# It's Official, introducing



## BrookeB676 (Oct 17, 2004)

Well my ticket is booked for Saturday and I am so excited that I won't be able to sleep!! I posted in the breeder thread, but thought I'd give him a formal introduction. We don't have a name for him yet, but we are thinking of Louis (pronounced Louie). From the second we saw him, he melted out heart and that was all it took...

At 12 weeks:










Last Night (5 months): 










He is from TNT maltese (Theresa Meyer) and I have to tell you that she is such a sweet lady! She will be out of town this weekend picking up her maltese that was being shown, but her husband is dropping him off at the airport so I can pick him up  There are so many amazing maltese breeders that it was nearly impossible to choose, but we can't resist this guy. Lucky for us the first class ticket was only $100 more since it was so last minute, so I'm hoping they will be more lenient with me and a puppy. I will post pics as soon as I see him!! Thanks for sharing our excitement!! Now let's just pray the other kiddos love him also. (ok I'll stop blabbing lol).


----------



## garrettsmom (May 15, 2006)

OMG-that second picture....what a doll!! No wonder you're so excited! :wub:


----------



## casa verde maltese (Apr 7, 2007)

Oh MY - He's so cute - How old is he? very exciting!! I can't way to see the photos after you get him back home. Have a safe flight!!


----------



## thinkpink (Sep 25, 2004)

Oh my goodness! He is absolutely adorable! :wub:


----------



## The A Team (Dec 1, 2005)

OMG! He's precious!!!! So, if it doesn't work out.....you know, with your other dogs.....I want him!!!!! :wub:


----------



## BrookeB676 (Oct 17, 2004)

> OMG! He's precious!!!! So, if it doesn't work out.....you know, with your other dogs.....I want him!!!!! :wub:[/B]

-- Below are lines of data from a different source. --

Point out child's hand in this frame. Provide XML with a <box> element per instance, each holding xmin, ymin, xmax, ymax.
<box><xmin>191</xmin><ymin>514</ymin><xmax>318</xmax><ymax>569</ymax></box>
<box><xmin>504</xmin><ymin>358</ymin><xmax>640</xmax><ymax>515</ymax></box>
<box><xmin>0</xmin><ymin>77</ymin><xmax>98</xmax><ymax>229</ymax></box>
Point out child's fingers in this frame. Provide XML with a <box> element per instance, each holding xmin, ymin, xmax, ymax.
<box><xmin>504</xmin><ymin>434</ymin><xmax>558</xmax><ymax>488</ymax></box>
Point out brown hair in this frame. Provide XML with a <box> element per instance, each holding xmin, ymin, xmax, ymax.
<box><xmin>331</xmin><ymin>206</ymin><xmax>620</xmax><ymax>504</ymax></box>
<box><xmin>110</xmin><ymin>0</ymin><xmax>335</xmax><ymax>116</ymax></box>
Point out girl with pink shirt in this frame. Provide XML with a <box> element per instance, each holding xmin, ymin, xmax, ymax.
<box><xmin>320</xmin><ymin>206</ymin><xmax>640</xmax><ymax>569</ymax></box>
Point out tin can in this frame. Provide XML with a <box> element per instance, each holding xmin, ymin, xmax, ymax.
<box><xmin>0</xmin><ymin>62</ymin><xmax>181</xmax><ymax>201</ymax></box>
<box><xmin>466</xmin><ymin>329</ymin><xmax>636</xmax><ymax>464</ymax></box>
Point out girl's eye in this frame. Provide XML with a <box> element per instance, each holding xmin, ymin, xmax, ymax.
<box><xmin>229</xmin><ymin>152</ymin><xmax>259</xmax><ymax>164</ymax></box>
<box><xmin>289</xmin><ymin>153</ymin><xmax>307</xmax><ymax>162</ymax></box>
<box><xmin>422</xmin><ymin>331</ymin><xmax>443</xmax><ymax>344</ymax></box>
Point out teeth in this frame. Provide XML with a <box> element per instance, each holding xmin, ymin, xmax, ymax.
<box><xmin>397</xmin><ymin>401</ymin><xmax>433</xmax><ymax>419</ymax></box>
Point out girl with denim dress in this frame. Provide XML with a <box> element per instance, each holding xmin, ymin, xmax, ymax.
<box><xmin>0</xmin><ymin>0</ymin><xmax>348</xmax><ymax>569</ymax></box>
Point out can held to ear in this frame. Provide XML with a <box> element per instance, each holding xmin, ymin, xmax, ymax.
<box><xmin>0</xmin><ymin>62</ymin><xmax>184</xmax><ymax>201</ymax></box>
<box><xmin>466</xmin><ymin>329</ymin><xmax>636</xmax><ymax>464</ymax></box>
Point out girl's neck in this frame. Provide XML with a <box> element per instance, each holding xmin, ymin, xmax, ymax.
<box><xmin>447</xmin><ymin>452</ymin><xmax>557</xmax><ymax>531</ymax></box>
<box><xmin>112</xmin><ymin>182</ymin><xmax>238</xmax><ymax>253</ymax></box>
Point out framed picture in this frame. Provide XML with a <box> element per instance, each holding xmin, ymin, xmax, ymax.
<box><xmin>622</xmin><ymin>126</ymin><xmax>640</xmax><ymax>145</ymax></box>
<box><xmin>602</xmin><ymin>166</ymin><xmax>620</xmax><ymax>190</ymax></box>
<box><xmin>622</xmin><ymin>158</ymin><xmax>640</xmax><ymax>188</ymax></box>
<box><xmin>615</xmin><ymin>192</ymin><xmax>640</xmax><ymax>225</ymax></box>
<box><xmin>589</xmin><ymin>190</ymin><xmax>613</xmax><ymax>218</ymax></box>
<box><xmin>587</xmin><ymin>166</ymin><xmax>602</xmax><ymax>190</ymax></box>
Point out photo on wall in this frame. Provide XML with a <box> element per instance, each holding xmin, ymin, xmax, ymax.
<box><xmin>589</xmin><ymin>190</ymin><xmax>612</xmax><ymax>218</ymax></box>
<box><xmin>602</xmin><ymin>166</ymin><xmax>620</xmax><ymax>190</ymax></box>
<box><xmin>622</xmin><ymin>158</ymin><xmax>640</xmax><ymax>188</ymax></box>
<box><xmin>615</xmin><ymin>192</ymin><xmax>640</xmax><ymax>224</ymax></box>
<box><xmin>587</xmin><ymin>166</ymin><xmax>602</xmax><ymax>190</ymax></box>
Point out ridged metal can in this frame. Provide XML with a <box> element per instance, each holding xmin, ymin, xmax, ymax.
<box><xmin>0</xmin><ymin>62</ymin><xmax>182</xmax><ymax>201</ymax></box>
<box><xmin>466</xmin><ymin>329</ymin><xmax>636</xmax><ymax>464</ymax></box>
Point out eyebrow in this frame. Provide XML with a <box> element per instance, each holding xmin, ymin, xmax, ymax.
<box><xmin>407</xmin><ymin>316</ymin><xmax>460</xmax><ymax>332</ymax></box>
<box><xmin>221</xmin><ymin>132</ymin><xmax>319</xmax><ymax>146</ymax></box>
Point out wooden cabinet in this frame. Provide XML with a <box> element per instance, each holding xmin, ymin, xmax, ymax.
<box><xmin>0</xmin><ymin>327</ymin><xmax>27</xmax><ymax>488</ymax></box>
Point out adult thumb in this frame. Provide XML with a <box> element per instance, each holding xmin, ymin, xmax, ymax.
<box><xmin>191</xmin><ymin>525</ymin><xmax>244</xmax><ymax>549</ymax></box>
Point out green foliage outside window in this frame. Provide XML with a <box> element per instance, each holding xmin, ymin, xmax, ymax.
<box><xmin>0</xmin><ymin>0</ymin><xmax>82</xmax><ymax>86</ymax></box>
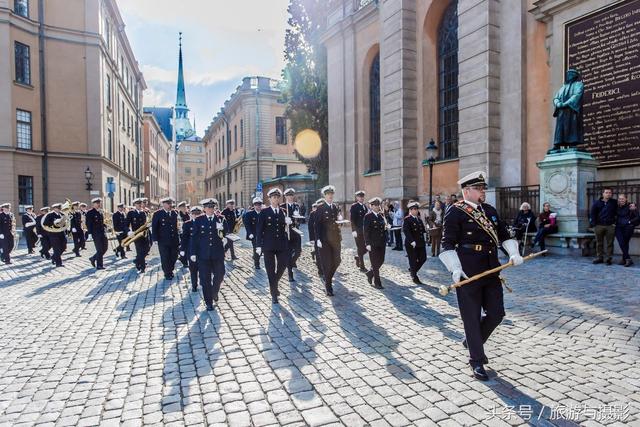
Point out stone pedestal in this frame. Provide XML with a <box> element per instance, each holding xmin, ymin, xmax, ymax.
<box><xmin>538</xmin><ymin>150</ymin><xmax>598</xmax><ymax>233</ymax></box>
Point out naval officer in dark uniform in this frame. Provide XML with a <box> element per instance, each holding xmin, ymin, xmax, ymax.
<box><xmin>280</xmin><ymin>188</ymin><xmax>302</xmax><ymax>283</ymax></box>
<box><xmin>402</xmin><ymin>202</ymin><xmax>427</xmax><ymax>285</ymax></box>
<box><xmin>315</xmin><ymin>185</ymin><xmax>343</xmax><ymax>297</ymax></box>
<box><xmin>189</xmin><ymin>199</ymin><xmax>227</xmax><ymax>311</ymax></box>
<box><xmin>349</xmin><ymin>190</ymin><xmax>368</xmax><ymax>272</ymax></box>
<box><xmin>85</xmin><ymin>197</ymin><xmax>109</xmax><ymax>270</ymax></box>
<box><xmin>111</xmin><ymin>203</ymin><xmax>129</xmax><ymax>259</ymax></box>
<box><xmin>439</xmin><ymin>172</ymin><xmax>523</xmax><ymax>381</ymax></box>
<box><xmin>151</xmin><ymin>197</ymin><xmax>180</xmax><ymax>280</ymax></box>
<box><xmin>256</xmin><ymin>188</ymin><xmax>292</xmax><ymax>304</ymax></box>
<box><xmin>242</xmin><ymin>197</ymin><xmax>262</xmax><ymax>270</ymax></box>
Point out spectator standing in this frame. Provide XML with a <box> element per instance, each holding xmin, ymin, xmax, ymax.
<box><xmin>616</xmin><ymin>194</ymin><xmax>640</xmax><ymax>267</ymax></box>
<box><xmin>589</xmin><ymin>187</ymin><xmax>618</xmax><ymax>265</ymax></box>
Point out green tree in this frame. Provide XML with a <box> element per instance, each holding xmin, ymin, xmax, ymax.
<box><xmin>283</xmin><ymin>0</ymin><xmax>329</xmax><ymax>186</ymax></box>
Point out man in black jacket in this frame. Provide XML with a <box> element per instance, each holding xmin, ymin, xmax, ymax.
<box><xmin>589</xmin><ymin>187</ymin><xmax>618</xmax><ymax>265</ymax></box>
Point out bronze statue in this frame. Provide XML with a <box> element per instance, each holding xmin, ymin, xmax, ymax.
<box><xmin>553</xmin><ymin>68</ymin><xmax>584</xmax><ymax>151</ymax></box>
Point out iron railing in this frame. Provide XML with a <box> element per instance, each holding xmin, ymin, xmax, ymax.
<box><xmin>587</xmin><ymin>179</ymin><xmax>640</xmax><ymax>209</ymax></box>
<box><xmin>496</xmin><ymin>185</ymin><xmax>540</xmax><ymax>224</ymax></box>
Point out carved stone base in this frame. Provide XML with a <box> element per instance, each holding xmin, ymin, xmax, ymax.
<box><xmin>538</xmin><ymin>150</ymin><xmax>598</xmax><ymax>233</ymax></box>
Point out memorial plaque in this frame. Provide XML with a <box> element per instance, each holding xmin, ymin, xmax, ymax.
<box><xmin>565</xmin><ymin>0</ymin><xmax>640</xmax><ymax>167</ymax></box>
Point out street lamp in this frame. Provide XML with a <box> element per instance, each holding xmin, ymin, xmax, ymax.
<box><xmin>425</xmin><ymin>138</ymin><xmax>438</xmax><ymax>210</ymax></box>
<box><xmin>84</xmin><ymin>166</ymin><xmax>94</xmax><ymax>191</ymax></box>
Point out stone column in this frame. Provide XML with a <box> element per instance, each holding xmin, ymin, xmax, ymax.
<box><xmin>380</xmin><ymin>0</ymin><xmax>418</xmax><ymax>199</ymax></box>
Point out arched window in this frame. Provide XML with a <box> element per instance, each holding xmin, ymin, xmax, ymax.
<box><xmin>438</xmin><ymin>0</ymin><xmax>458</xmax><ymax>159</ymax></box>
<box><xmin>369</xmin><ymin>53</ymin><xmax>380</xmax><ymax>172</ymax></box>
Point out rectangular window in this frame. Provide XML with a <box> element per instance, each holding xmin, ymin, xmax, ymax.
<box><xmin>16</xmin><ymin>110</ymin><xmax>33</xmax><ymax>150</ymax></box>
<box><xmin>15</xmin><ymin>42</ymin><xmax>31</xmax><ymax>85</ymax></box>
<box><xmin>276</xmin><ymin>165</ymin><xmax>287</xmax><ymax>178</ymax></box>
<box><xmin>276</xmin><ymin>117</ymin><xmax>287</xmax><ymax>145</ymax></box>
<box><xmin>13</xmin><ymin>0</ymin><xmax>29</xmax><ymax>17</ymax></box>
<box><xmin>18</xmin><ymin>175</ymin><xmax>33</xmax><ymax>205</ymax></box>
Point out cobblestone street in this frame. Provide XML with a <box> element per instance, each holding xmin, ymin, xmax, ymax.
<box><xmin>0</xmin><ymin>233</ymin><xmax>640</xmax><ymax>426</ymax></box>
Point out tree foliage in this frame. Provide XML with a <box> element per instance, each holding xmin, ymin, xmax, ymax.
<box><xmin>283</xmin><ymin>0</ymin><xmax>329</xmax><ymax>185</ymax></box>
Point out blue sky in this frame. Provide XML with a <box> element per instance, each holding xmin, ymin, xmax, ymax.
<box><xmin>117</xmin><ymin>0</ymin><xmax>288</xmax><ymax>136</ymax></box>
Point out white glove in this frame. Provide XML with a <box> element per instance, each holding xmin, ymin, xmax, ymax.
<box><xmin>438</xmin><ymin>250</ymin><xmax>468</xmax><ymax>283</ymax></box>
<box><xmin>502</xmin><ymin>239</ymin><xmax>524</xmax><ymax>266</ymax></box>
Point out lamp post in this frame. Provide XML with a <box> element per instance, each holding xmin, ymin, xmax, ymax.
<box><xmin>84</xmin><ymin>166</ymin><xmax>94</xmax><ymax>191</ymax></box>
<box><xmin>425</xmin><ymin>138</ymin><xmax>438</xmax><ymax>211</ymax></box>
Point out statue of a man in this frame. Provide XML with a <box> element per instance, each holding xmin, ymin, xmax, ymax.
<box><xmin>553</xmin><ymin>68</ymin><xmax>584</xmax><ymax>149</ymax></box>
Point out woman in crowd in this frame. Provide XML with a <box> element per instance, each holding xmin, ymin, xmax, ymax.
<box><xmin>531</xmin><ymin>202</ymin><xmax>558</xmax><ymax>255</ymax></box>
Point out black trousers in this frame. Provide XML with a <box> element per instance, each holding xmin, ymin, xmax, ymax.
<box><xmin>40</xmin><ymin>234</ymin><xmax>51</xmax><ymax>259</ymax></box>
<box><xmin>71</xmin><ymin>230</ymin><xmax>84</xmax><ymax>255</ymax></box>
<box><xmin>197</xmin><ymin>258</ymin><xmax>225</xmax><ymax>305</ymax></box>
<box><xmin>264</xmin><ymin>249</ymin><xmax>289</xmax><ymax>296</ymax></box>
<box><xmin>456</xmin><ymin>276</ymin><xmax>504</xmax><ymax>366</ymax></box>
<box><xmin>90</xmin><ymin>233</ymin><xmax>109</xmax><ymax>267</ymax></box>
<box><xmin>133</xmin><ymin>237</ymin><xmax>150</xmax><ymax>270</ymax></box>
<box><xmin>0</xmin><ymin>233</ymin><xmax>14</xmax><ymax>263</ymax></box>
<box><xmin>369</xmin><ymin>246</ymin><xmax>386</xmax><ymax>286</ymax></box>
<box><xmin>24</xmin><ymin>226</ymin><xmax>38</xmax><ymax>253</ymax></box>
<box><xmin>287</xmin><ymin>230</ymin><xmax>302</xmax><ymax>273</ymax></box>
<box><xmin>405</xmin><ymin>245</ymin><xmax>427</xmax><ymax>278</ymax></box>
<box><xmin>49</xmin><ymin>231</ymin><xmax>67</xmax><ymax>267</ymax></box>
<box><xmin>188</xmin><ymin>260</ymin><xmax>198</xmax><ymax>289</ymax></box>
<box><xmin>319</xmin><ymin>240</ymin><xmax>342</xmax><ymax>290</ymax></box>
<box><xmin>158</xmin><ymin>243</ymin><xmax>178</xmax><ymax>277</ymax></box>
<box><xmin>251</xmin><ymin>241</ymin><xmax>261</xmax><ymax>268</ymax></box>
<box><xmin>355</xmin><ymin>231</ymin><xmax>367</xmax><ymax>268</ymax></box>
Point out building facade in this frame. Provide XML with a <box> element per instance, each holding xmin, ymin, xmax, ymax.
<box><xmin>176</xmin><ymin>135</ymin><xmax>206</xmax><ymax>206</ymax></box>
<box><xmin>321</xmin><ymin>0</ymin><xmax>640</xmax><ymax>210</ymax></box>
<box><xmin>142</xmin><ymin>109</ymin><xmax>173</xmax><ymax>207</ymax></box>
<box><xmin>0</xmin><ymin>0</ymin><xmax>146</xmax><ymax>210</ymax></box>
<box><xmin>203</xmin><ymin>77</ymin><xmax>307</xmax><ymax>210</ymax></box>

haha, too funny! I swear, when we got Haley (our 2nd yorkie), Rocky went from being an only child to having a sister. When we brought her home he hated her and brought all of his toys onto the couch and would ignore her. We were almost going to bring her back to the breeder thinking we had made a huge mistake. Now he loves both his sisters, thank goodness. I think it beats being an only "child" 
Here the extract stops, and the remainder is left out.